Thursday, May 03, 2018

ECB’s 100 ball a side competion idea is bonkers - and their rationale for it is disingenuous

The rationale for the new competition and new format is apparently that it will bring a new audience to cricket. Spectators (and TV viewers) will come to the game because of its razzmatazz. This may be true. But will they come in greater numbers because each innings is 16.4 overs rather than 20? Will the disappearance of 20 balls per innings really make that difference?

Of course not!

I support the idea of a city-based T20 franchise competition in the U.K. based on the IPL/Big Bash (etc.). The format of these competitions is well-established and it seems to work. It widens the support base of cricket in India/Australia and brings in the crowds. So why would the ECB not simply clone the idea (as I assumed they would do)? Why do we need to create a new format ?

The answer to this question is not the one the ECB give - to bring in new spectators. This is bunkum. “I wouldn’t go to a Twenty Over cricket match but I would go to one in which they play 16.4 Overs per side” says nobody. There are not people whose attention span would last for 100 balls but not for 120. Or if there are they should be seeking care.

T20 is an established format and a proven success around the world. Here in England and Wales it is also successful but with 18 counties and matches played in some very “Non IPL” type locations it does not have the focus or the commerciality of the 8 team competitions played elsewhere.
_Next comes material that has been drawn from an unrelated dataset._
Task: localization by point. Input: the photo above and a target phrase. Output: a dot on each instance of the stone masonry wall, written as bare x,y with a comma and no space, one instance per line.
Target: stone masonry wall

The counties have been told they can keep this competition when the new franchise tournament starts in 2020. Here we get to the heart of what is going on.

To have an 8 team T20 tournament in the U.K. based on the IPL with free to air TV coverage and lots of hype would inevitably detract from the Counties T20 competition. And that is why some bright spark came up with the idea of making it not 20 overs a side at all but 100 balls! The counties keep their exclusive rights to the “T20” brand!

Cricket has always been played in a variety of formats. Limited overs matches have varied in my lifetime from 65 to 60, 55, 50, 40 and finally 20. There is nothing inherently wrong with having another variant. Except that there is no need to do it and plenty of reasons not to. The three format world of professional cricket (The two innings First Class game; the 50 over a side One Day (“List A”) game; the 20 over per side (T20) game) is well established). Each has its own familiar character and style - and (importantly) each has its own records. 100 balls per side would not be T20 so neither performances nor results would feature in the T20 records. This matters, not least to players.

So the explanation that 100 balls rather than the established 20 overs will bring in more spectators is surely disingenuous film-flam. If it was true then why not make the Counties T20 tournament 100 balls as well ! No the only conceivable logic is that it could be presented as entirely separate from T20 so that the counties could claim that if you want to see a domestic T20 match theirs is the only offer. And that is seriously perverse.